[DB-SIG] Proposed DB-API extensions

M.-A. Lemburg mal at egenix.com
Thu Mar 20 14:35:36 CET 2008

On 2008-03-19 13:23, Gerhard Häring wrote:
> I'd like to propose the attached changes to the DB-API spec. My main 
> motivation is to make DB-API modules less cumbersome to use when used 
> directly.
> If you want to try it out live, everything except .fetchscalar() is 
> already implemented in pysqlite. The __enter__/__exit__ thing is in 
> pysqlite and cx_Oracle.
> ==> .execute(), .executemany() returning self.
> Ability to write shorter code. No more:
> cur.execute("select ...")
> for row in cur:
>   ...
> instead:
> for row in cur.exeucte("..."):
>   ...

Nice to have, yes, but I'm -1 on putting that into the standard:
it doesn't work well with implementations that already return a
result set object for .execute*().

Remember that the return value for .execute*() was left undefined
in DB-API 2.0 to make this possible. In DB-API 1.0, .execute*()
used to return the cursor.rowcount.

> ==> .execute(), .executemany() in connection object.
> They should have been placed here anyway. *cough* Users shouldn't have 
> to mess with cursor objects normally. Ability to write shorter code:
> con = module.connect(...)
> for row in con.execute("..."):
>   ...

-1. We explicitly removed this option in the transition from
DB-API 1.0 to 2.0, so adding it back again is not a good idea.

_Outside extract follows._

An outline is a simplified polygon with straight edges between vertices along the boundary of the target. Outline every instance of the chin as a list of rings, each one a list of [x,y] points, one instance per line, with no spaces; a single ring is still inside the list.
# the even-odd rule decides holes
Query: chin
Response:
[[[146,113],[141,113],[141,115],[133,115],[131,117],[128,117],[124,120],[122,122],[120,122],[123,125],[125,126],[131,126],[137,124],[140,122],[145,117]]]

> ==> __enter__ and __exit__ in the connection object.
> Ability to automatically wrap database code in transactions, when using 
> Python 2.5 or higher:
> with con:
>     con.execute(DML1)
>     con.execute(DML2)
> no more:
> try:
>    cur = con.cursor()
>    cur.execute(DML1)
>    cur.execute(DML2)
>    con.commit()
> except:
>     con.rollback()

-1 on putting that definition in the standard.

con.execute() is a no-no (see above). Even if you do implement things
that way, the "with" statement would not be thread-safe.

IMHO, it's much better to write a context manager that takes
care of whatever logic is needed for your application and then

with context.transactional(con):
     cur = con.cursor()

> ==> fetchscalar method in cursor object
> This one is low-prio for me, but it's a common use case to only query a 
> scalar value.

-1 on adding that method to the standard.

While it's true that many queries just need the first row and
the first value from that query, the error handling will get more
complicated due to some databases returning an empty result set
instead of a single row return value e.g. when using

Note that all the -1s are just for adjusting the DB-API standard.
You are still free to implement these things in your modules.